Facebook Co-Founder Challenges Christianists in North Carolina

Today as we remember those who dies because of religious intolerance and extremism, the American Taliban who share an anti-liberty mind set like Bin Laden's are working to write discrimination and religious based intolerance into the North Carolina constitution. Make no mistake, i hold open contempt for such people who want special rights for themselves and seek to make a mockery of the promise of religious freedom contained in the United States Constitution. Now, Facebook co-founder and North Carolina native Chris Hughes (at left) has released an "Open Letter to the North Carolina General Assembly," publicly opposing North Carolina's proposed anti-gay constitutional amendment that would ban same-sex marriage, civil unions and domestic partner benefits.

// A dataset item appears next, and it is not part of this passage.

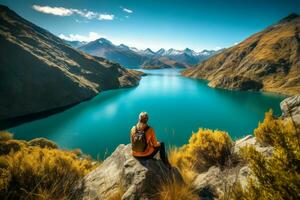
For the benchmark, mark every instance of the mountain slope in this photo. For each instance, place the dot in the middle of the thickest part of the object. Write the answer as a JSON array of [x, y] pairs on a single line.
[[133, 57], [39, 72], [268, 61], [119, 54]]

In his statement, now being circulated to state lawmakers, Hughes writes in part "this amendment is bad for business, bad for the perception of my home state on the national stage, and a far cry from job-creating legislation that North Carolina lawmakers should be focused on." Here are highlights from the letter via Equality North Carolina:

I’m writing today to express my deep concern and fervent opposition to the proposed anti-gay constitutional amendment, SB106/HB777. As the co-founder of Facebook, I have some experience with the challenges of attracting the kind of driven, dynamic and diverse employees it takes to build a fledgling start-up into a full- fledged economic success story.

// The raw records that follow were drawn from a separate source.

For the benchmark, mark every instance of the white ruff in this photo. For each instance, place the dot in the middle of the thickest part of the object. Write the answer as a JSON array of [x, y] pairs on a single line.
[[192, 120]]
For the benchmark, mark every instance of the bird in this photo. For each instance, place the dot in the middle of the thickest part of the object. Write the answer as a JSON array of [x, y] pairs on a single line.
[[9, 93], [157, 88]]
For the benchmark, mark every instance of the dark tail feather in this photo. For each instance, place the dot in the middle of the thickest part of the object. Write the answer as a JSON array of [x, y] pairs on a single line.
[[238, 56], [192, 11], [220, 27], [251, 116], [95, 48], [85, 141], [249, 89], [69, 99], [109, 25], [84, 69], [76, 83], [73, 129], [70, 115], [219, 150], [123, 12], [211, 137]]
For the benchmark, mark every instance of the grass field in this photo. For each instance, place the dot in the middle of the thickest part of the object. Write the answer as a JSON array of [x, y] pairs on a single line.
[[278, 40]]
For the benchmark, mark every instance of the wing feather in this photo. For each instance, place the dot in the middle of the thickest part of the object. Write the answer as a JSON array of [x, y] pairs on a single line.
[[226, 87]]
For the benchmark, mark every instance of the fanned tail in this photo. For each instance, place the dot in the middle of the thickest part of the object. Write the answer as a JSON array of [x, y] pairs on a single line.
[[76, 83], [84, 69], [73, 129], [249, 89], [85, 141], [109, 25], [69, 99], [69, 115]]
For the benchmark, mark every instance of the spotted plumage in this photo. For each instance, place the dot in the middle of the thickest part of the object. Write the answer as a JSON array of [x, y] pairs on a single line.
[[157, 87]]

Companies like Facebook, Google and Apple are the future of our global economy. But the proposed anti-gay constitutional amendment signals to these and other major employers, as well as their mobile, educated employees, that North Carolina does not welcome the diverse workforce that any state needs to compete in the international marketplace.

But the negative business impact is far from the only harm of this amendment. Growing up in a conservative atmosphere in Hickory, North Carolina, I felt first-hand the stigma of being different in a Southern state—a feeling that made it clear to me that I was not welcome in North Carolina.

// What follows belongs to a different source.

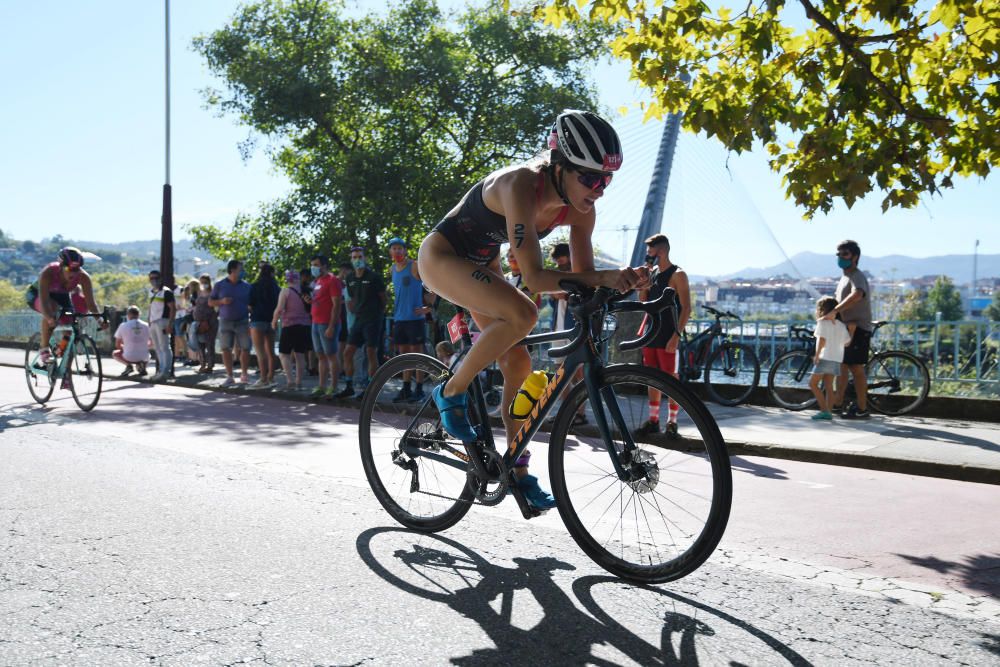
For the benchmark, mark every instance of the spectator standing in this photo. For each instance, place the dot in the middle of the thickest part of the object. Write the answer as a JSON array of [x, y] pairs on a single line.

The proposed discriminatory legislation will only perpetuate this stigma for a new generation of creative, talented youth, uninterested in second-class citizenship in a state they call home. Gay and lesbian North Carolinians work hard, contribute to society, and want to protect their families like everyone else. Their families deserve the same respect and the same treatment as everyone else, and they should not be exposed to the derogatory and harmful anti-gay rhetoric that inevitability accompanies these kinds of campaigns. North Carolina deserves better than that.